How Sales Tax Works in the United States
The sales tax calculator handles all three common sales tax problems: adding tax to a pre-tax price, reverse-calculating the pre-tax price from a total, and finding an unknown rate. Sales tax is a consumption tax levied by state and local governments — there is no federal sales tax in the U.S., making it one of the most variable costs by location.
State vs. Combined Sales Tax Rates
Sales tax rates have two components: the state rate set by state legislature, and local rates added by counties and cities. The state of Texas has a 6.25% rate, but Houston adds 2% locally for a combined 8.25%. Always use the combined rate for your specific location when making purchasing decisions. Most states publish official combined rate tables.
States with No Sales Tax
Five states have no state-level sales tax: Oregon, Montana, New Hampshire, Delaware, and Alaska. Alaska allows local jurisdictions to impose sales tax, so rates vary by city. These zero-rate states are attractive for major purchases — some people even travel to Oregon to buy electronics or vehicles to avoid sales tax.

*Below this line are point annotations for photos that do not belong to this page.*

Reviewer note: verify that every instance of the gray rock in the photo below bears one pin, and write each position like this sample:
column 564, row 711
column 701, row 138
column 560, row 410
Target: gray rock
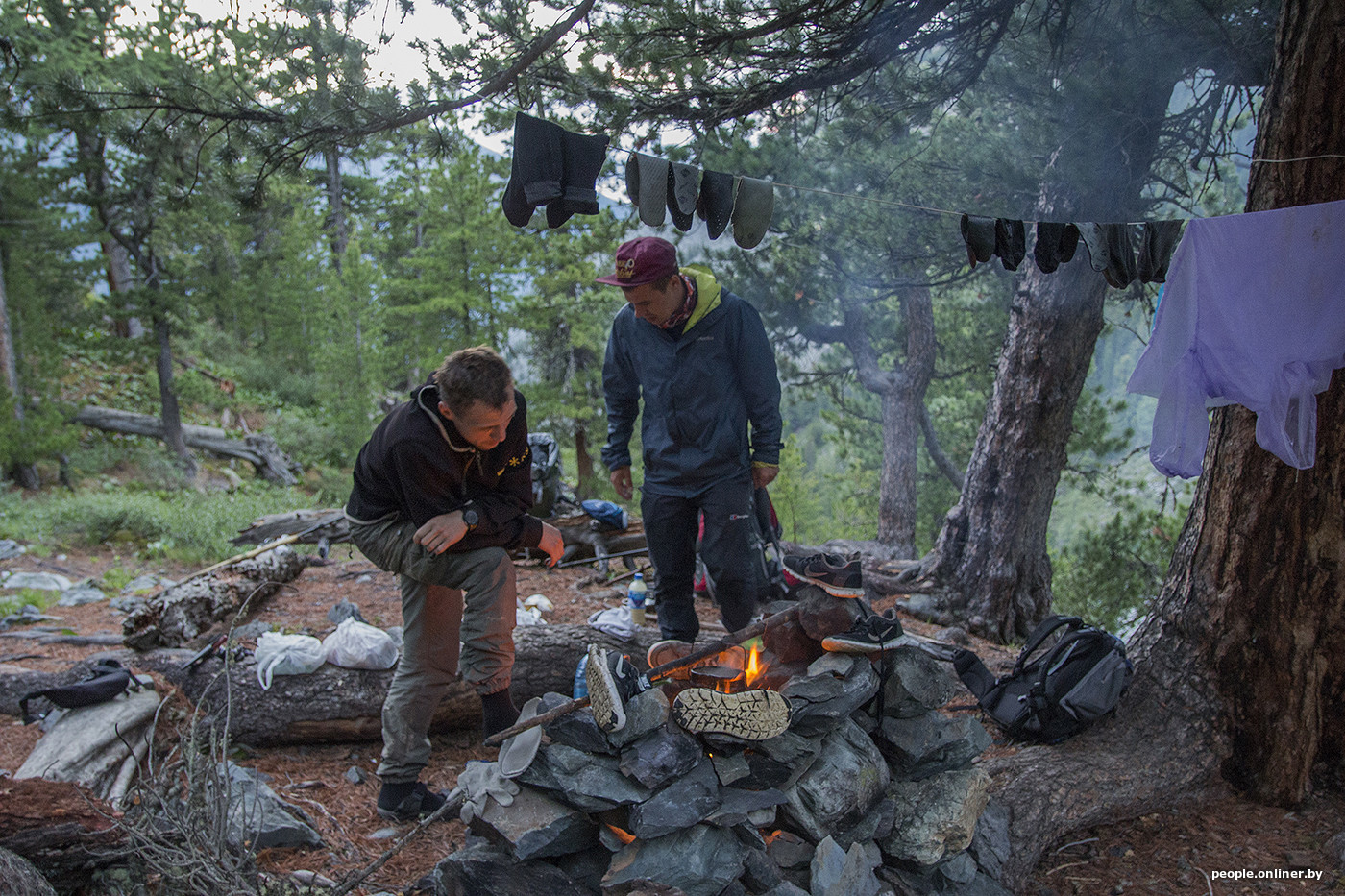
column 147, row 583
column 937, row 817
column 786, row 889
column 737, row 806
column 81, row 593
column 931, row 742
column 645, row 714
column 955, row 876
column 699, row 861
column 588, row 782
column 730, row 767
column 685, row 802
column 479, row 868
column 97, row 747
column 37, row 581
column 846, row 779
column 257, row 818
column 838, row 872
column 990, row 841
column 127, row 604
column 917, row 684
column 759, row 872
column 535, row 826
column 20, row 878
column 834, row 687
column 662, row 755
column 342, row 611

Items Exempt from Sales Tax
Most states exempt certain goods and services from sales tax. Common exemptions include groceries (fully exempt in 32 states), prescription medications (exempt in virtually all states), agricultural supplies, and certain clothing in some states (notably New York exempts clothing under $110 per item). Online purchases from out-of-state sellers are technically subject to use tax but enforcement varies.
Business Implications
Businesses that sell taxable goods or services must collect and remit sales tax to their state revenue department. Sales tax nexus rules determine which states require collection — having employees, inventory, or offices in a state typically creates nexus. Since the 2018 South Dakota v. Wayfair Supreme Court ruling, economic nexus (exceeding $100,000 in sales or 200 transactions) also triggers collection obligations.